今回は他に17野党が参加したものの、人民党に対抗できる政党はほとんどなく、与党が120議席程度を獲得したようだ。米国務省の報道官は「選挙は自由でも公正でもなかった」と批判した。

カンボジアでは2013年の総選挙で、野党の救国党があわや政権交代かという接戦を演じた。危機感を抱いたフン・セン氏は17年、同党の党首を逮捕して解党処分に追い込み、翌18年の総選挙は人民党が全議席を独占した。

救国党の流れをくむキャンドルライト党は、昨年6月の地方選で2割強の得票があった。ところが申請書類の不備を理由に、今回は選挙参加が認められなかった。

度重なる野党弾圧の背景には近づく世代交代がある。在任38年のフン・セン氏は、長男のフン・マネット陸軍司令官を後継指名している。早ければ8月末の国会で首相の座を禅譲する可能性がある。総選挙で圧勝を演じ、世襲を円滑に進める思惑があったようだ。

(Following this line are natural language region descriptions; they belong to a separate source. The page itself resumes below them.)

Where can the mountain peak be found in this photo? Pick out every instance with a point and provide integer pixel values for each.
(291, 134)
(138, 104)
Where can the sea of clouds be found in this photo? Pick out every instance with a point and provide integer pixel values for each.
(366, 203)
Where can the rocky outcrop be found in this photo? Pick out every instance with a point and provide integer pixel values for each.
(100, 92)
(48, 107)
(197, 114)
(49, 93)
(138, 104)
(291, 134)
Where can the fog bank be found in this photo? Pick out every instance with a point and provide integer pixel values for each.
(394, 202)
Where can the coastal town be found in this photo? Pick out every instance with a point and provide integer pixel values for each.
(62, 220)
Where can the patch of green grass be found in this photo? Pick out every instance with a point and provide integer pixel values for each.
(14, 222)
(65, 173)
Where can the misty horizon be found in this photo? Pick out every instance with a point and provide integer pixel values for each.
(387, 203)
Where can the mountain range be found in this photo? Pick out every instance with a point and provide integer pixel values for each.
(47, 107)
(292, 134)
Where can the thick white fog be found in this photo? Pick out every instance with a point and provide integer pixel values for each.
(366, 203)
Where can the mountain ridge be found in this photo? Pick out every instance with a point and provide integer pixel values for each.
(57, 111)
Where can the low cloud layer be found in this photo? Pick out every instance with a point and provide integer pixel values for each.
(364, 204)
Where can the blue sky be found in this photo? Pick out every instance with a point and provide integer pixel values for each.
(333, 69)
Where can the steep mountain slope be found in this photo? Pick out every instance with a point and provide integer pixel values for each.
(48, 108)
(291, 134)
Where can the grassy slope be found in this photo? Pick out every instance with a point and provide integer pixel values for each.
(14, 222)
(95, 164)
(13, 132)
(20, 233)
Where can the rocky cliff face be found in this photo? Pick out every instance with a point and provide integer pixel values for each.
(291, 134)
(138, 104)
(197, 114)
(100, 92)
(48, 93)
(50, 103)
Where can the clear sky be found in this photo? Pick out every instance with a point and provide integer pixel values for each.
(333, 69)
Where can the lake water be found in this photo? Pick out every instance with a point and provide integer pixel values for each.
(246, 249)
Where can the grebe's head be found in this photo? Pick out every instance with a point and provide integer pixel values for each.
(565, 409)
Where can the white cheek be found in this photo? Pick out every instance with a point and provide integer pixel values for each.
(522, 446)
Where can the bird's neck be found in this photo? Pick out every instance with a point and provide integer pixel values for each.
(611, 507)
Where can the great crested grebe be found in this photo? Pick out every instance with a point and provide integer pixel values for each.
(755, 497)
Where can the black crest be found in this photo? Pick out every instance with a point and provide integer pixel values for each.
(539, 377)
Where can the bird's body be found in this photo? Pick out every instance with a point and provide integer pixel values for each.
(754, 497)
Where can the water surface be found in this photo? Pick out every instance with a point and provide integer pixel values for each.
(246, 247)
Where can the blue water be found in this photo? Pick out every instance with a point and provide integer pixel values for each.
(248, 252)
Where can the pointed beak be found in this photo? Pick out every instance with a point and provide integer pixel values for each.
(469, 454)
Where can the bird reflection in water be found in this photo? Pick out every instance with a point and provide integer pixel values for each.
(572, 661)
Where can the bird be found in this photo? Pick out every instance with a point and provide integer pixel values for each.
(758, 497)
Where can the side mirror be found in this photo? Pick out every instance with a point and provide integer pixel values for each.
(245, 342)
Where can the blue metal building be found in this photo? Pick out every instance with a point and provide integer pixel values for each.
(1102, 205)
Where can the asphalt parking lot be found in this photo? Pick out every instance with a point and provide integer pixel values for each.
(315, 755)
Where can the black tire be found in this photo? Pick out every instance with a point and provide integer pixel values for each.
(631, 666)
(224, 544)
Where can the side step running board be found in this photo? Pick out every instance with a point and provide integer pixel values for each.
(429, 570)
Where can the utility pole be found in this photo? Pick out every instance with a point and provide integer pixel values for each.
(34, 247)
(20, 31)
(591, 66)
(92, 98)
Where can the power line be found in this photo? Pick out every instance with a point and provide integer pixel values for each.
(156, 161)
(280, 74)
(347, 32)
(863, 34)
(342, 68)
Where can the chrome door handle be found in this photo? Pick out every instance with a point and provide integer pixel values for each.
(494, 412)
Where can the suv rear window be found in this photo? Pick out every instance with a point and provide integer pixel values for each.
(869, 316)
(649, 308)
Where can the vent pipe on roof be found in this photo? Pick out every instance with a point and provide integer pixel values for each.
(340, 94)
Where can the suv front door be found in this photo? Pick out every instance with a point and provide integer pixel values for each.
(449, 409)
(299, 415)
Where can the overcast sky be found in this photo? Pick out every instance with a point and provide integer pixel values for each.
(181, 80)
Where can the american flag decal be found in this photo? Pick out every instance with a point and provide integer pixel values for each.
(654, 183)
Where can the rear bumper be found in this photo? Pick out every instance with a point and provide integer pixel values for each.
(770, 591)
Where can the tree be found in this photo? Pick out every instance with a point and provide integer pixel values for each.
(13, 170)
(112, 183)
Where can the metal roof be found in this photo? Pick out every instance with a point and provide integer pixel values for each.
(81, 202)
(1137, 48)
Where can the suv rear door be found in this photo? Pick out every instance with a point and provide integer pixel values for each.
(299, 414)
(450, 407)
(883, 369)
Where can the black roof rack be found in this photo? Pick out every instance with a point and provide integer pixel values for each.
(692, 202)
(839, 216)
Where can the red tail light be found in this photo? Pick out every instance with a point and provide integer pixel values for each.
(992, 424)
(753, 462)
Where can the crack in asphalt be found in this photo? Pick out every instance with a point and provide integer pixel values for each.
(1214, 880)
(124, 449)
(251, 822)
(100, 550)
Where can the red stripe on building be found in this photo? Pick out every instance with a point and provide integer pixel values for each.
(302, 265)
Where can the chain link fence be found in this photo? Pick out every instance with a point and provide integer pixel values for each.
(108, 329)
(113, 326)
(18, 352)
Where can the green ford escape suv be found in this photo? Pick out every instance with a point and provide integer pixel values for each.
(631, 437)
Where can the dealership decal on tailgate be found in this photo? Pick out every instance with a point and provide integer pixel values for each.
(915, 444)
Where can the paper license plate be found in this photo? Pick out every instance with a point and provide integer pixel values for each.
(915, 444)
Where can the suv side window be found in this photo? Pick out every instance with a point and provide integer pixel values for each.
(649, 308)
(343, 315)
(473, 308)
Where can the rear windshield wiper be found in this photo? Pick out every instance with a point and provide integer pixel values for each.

フン・セン氏はかつて200万人ともいわれる自国民を虐殺したポル・ポト政権から祖国を解放した立役者だ。1991年のパリ和平協定で内戦に終止符を打ち、荒廃した国土の復興からいまの経済発展へと導いた功績は大きい。

だが近年は強権支配が国内外から非難を浴びている。経済支援を目当てに対中接近し、南部のリアム海軍基地は中国による軍事利用の疑惑が繰り返し指摘される。

日本は93年、初めての総選挙を支援していた文民警察官やボランティアが武装勢力に襲われ、2人が死亡した。あれから30年、和平協定が描いた民主国家の姿がかすむのがカンボジアの現状だ。

最大の援助国である日本は、民主化が再び軌道に戻るよう、粘り強く働きかける責務があろう。